Why can’t you guys comment your f*king code?
In this angry post from a redditer, source code of facebook’s recent research “Deal or no deal? Training AI bots to negotiate” was harshly criticized. It results in a storm of ~500 comments discussion at Reddit.
Here is one insightful comment from pdehaan:
I’ve struggled with some of these issues myself (I’m a programmer first, with an interest in ML). Some general thoughts I’ve encountered:
- Academic papers are by their nature often the wrong place to look if you’re trying to grok ideas. Space is at a premium in many publications, so authors are incentivized to write papers that are information dense.
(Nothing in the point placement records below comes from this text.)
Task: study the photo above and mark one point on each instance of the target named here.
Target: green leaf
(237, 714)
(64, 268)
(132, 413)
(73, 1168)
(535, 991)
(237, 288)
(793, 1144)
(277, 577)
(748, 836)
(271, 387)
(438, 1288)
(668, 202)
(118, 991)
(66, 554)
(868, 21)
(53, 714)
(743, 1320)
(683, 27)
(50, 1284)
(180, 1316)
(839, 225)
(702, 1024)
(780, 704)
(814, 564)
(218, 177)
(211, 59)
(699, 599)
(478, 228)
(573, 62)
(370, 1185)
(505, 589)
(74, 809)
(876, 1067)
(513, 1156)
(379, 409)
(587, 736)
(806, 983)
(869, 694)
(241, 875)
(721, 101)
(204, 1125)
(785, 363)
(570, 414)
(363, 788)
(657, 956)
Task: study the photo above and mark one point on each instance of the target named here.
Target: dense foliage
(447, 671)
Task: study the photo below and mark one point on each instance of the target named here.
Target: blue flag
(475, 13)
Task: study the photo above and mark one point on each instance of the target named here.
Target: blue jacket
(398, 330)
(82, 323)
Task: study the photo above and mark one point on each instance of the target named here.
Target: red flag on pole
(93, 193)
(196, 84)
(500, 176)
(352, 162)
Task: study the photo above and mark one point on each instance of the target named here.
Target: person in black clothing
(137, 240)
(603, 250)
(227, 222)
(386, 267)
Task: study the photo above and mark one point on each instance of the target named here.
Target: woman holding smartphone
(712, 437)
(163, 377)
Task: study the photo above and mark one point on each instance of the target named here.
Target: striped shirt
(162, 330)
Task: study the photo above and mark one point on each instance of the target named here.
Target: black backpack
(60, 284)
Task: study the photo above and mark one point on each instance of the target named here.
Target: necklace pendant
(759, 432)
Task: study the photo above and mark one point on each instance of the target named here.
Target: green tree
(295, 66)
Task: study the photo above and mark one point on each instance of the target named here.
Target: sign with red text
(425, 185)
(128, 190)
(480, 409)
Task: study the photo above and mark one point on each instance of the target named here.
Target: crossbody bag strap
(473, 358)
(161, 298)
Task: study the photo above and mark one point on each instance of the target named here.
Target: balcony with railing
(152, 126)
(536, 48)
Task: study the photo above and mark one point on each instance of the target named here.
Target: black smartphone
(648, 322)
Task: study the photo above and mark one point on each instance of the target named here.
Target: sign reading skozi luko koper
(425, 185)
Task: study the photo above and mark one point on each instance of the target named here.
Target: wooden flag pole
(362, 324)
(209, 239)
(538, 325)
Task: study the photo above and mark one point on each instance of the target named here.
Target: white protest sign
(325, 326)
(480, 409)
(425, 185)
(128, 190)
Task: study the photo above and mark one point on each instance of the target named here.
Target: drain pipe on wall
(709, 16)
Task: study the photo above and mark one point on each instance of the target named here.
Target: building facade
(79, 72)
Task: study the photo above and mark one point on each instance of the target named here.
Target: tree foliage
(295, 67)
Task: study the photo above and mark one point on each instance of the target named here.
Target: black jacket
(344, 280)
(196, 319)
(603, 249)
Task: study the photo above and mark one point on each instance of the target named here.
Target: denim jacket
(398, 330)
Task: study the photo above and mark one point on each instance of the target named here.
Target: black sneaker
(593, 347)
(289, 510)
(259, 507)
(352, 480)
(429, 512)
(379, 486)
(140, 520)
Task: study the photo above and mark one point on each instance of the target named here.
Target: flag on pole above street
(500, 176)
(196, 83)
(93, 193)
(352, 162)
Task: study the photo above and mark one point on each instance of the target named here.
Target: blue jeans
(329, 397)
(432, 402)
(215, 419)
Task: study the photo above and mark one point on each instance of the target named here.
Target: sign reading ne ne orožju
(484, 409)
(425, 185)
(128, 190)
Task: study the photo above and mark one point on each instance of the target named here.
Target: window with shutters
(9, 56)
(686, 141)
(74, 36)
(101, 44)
- A lot of researchers aren’t “programmers first”. By that I mean they often approach code as a one-off means to an end, not something they’re sticking into a real system and responsible for maintaining indefinitely.
- Related to the above, the audience they’re used to communicating to often have similar experience. What’s obvious to them (and thus not elaborated on) isn’t always going to align with what’s obvious to you.
…that’s not to say things shouldn’t be improved. Some of the ideas coming out are immensely useful, and improving usability is a valuable activity. This is an area where developers shine – code is what they deal with every day. If you spend time working through shitty uncommented code, improve it.
Worst case you have better code to work from, but the feedback can also be useful for helping authors to write better code in the future. If they’re publishing code, there’s at least a decent chance they’ll take feedback to heart. Most people don’t want to put shitty code out there, but that’s not necessarily their area of expertise.
Well said! In our experience, part of your job as a developer is to decode cryptic machine learning source code. Sadly, such skill is one your value proposition as a ML programmer. 🙂
DeepMind Edmonton Office
Not only Prof. Richard Sutton is the new director, DeepMind also hires 6 researchers who published the DeepStack paper. It does sound fairly exciting, may be DeepMind can keep its on-going streak on beating various games in championship level.